Der Schweizer Performer Daniel Aschwanden ist im Alter von 62 Jahren gestorben.

apa

Er gehörte zu jenen Kunstschaffenden, die über sich und ihre Karriere hinausdenken. Diese Eigenschaft verdankte Daniel Aschwanden seiner Weitsicht und seinem Willen, sich aktiv für gesellschaftliche Anliegen einzusetzen. Vergangenen Donnerstag ist der Choreograf, Performer, Urbanist und Universitätsdozent im Alter von 62 Jahren an einem Krebsleiden gestorben.

Daniel Aschwanden wurde am 21. Jänner 1959 in Santa Maria im Schweizerischen Graubünden geboren. Anfang der 1980er übersiedelte er aus der Schweiz nach Wien und etablierte sich als Performancekünstler. Seine aktivistische Ader zeigte er ab 1987, als er in Straßenaktionen auf die Situation von Geflüchteten aufmerksam machte. Im Jahr darauf gründete Aschwanden im Wuk das von ihm bis 1994 geleitete Festival Tanzsprache.

Mit Staatspreis ausgezeichnet

Ab 1993 etablierte er sein inklusives Projekt Bilderwerfer, in dem er mit behinderten und nicht behinderten Performerinnen und Tänzern zusammenarbeitete: Elisabeth Löffler, Cornelia Scheuer und Christian Polster gehörten zum fixen Team. Dafür wurden er und die Gruppe vom Bundesministerium für Kunst mit einem Staatspreis ausgezeichnet.

Das Credo der Bilderwerfer lautete: "Wider den perfekten Körper!" Da bereits damals eine wirtschaftliberale Körper-Ideologie aus Fitness-Chique, Körperstyling und Werbeästhetik vorherrschte, war das eine konkrete politische Ansage.

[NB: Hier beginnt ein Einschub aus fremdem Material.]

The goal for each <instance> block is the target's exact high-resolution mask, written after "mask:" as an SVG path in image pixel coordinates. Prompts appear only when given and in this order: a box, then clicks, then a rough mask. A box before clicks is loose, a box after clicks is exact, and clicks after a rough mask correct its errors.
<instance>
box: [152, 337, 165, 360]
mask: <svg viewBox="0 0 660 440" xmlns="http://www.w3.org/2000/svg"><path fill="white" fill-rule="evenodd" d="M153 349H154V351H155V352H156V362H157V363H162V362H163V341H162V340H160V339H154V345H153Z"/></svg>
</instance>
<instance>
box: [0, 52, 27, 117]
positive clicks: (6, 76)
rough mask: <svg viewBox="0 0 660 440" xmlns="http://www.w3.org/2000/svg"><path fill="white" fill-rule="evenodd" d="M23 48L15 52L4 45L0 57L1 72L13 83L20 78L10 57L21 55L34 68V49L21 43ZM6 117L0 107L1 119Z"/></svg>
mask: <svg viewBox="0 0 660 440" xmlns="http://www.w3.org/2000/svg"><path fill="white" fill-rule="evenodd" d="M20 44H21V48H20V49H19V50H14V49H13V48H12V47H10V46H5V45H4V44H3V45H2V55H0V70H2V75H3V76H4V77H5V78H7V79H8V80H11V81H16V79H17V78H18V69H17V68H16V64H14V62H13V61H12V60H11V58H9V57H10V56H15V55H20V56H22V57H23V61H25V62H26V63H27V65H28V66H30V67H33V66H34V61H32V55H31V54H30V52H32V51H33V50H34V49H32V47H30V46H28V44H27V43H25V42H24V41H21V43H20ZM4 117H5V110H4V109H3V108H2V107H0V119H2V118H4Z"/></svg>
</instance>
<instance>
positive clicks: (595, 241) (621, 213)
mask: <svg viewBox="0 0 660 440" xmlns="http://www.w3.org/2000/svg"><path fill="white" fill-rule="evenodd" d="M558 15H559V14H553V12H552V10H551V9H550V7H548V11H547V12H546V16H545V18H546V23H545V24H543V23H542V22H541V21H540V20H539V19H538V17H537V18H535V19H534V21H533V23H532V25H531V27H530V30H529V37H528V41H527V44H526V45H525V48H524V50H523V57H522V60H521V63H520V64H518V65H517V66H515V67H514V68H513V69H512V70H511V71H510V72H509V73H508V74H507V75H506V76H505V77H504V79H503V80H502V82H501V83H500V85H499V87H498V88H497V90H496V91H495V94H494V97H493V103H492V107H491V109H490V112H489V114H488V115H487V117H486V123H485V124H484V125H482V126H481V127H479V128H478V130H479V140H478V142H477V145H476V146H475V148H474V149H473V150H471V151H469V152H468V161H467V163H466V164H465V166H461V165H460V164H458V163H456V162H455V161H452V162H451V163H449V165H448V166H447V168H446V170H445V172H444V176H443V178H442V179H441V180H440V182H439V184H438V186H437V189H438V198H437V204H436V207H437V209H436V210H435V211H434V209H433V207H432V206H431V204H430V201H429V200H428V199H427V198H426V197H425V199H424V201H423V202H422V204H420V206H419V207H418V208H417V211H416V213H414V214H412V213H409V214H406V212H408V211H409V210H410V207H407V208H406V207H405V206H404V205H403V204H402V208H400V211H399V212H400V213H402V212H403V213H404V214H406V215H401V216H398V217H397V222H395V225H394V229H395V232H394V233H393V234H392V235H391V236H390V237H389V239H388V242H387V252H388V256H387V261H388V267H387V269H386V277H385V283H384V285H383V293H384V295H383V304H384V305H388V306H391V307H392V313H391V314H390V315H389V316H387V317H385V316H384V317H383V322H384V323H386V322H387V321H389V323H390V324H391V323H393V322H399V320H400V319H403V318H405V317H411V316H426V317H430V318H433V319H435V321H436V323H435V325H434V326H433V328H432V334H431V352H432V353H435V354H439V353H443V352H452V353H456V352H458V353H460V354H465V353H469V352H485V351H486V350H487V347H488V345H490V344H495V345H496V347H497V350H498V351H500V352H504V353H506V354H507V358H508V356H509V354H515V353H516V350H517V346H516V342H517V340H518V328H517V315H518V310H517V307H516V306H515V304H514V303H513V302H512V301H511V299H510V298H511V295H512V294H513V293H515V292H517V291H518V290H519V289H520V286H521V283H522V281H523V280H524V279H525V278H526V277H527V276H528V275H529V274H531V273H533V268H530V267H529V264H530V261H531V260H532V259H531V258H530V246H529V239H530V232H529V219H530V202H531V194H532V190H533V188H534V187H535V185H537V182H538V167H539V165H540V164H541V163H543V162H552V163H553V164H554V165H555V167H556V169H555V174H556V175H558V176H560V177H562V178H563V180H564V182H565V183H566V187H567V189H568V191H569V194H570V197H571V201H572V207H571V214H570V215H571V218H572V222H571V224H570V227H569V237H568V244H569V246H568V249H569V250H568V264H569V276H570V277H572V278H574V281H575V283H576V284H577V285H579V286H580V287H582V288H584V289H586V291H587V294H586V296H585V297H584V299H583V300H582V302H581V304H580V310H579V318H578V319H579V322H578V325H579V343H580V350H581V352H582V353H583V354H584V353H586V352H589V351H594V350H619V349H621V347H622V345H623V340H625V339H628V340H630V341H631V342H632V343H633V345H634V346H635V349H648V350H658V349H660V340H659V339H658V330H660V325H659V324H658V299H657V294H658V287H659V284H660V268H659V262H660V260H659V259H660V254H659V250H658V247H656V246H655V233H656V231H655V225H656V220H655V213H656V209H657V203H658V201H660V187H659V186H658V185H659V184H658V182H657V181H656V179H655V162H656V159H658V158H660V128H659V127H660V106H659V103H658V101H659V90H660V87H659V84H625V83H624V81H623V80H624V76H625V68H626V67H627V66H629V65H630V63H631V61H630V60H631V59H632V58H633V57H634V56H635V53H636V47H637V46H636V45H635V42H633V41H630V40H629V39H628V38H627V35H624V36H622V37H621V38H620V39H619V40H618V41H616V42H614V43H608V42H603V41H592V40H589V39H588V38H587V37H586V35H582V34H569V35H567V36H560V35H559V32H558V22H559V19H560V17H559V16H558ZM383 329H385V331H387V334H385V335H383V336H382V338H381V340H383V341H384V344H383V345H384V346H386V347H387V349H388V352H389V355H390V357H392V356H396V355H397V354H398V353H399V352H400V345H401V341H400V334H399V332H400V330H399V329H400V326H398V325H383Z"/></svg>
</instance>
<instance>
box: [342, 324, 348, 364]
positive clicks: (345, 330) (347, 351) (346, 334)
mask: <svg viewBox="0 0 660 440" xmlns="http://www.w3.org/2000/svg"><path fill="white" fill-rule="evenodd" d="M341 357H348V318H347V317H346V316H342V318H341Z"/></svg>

Parallel dazu begann sich Daniel Aschwanden neben seiner lokalen und internationalen künstlerischen Arbeit dafür einzusetzen, dass der Wiener Tanzszene Probe- und Aufführungsräume zugestanden werden sollten. Die Szene wusste, was sie an dem einsatzfreudigen und eloquenten Kollegen hatte, der sein Renommee in die Waagschale warf, um den Forderungen der Szene Nachdruck zu verleihen.

Alternative Experimente

Herausgekommen ist das Tanzquartier Wien, das im Vergleich etwa mit den großzügigen choreografischen Zentren in Frankreich bis heute eine Kompromisslösung ist. In der Folge versuchte Aschwanden – etwa im Kabelwerk – alternative Orte des künstlerischen Experiments einzurichten. Herausgekommen ist auch hier eine brave Schachtel (Werk X) als Beweis dafür, dass der pragmatischen Wiener Kulturpolitik Einhegung wichtiger waren als innovative Prozesse. Das hat Daniel Aschwanden immer maßlos aufgeregt.

In den 2000er Jahren wandte er sich als Künstler dem Verhältnis zwischen Körper, Kunst und Stadtraum zu und ging zahlreiche Arbeitspartnerschaften in Asien, Afrika und Europa ein. In Peking realisierte er 2006 mit dem deutschen Regisseur Peter Stamer das Stadtprojekt "Chinese Whispers". In Wien engagierte er sich ab 2010 bei Planung und Bau der Seestadt Aspern. Parallel dazu arbeitete er als Gastdozent an der Angewandten.

Daniel Aschwanden hinterlässt eine Frau, einen Sohn – und eine Lücke in der Wiener Tanz- und Performanceszene, die nicht zu schließen sein wird. (11.7.2021)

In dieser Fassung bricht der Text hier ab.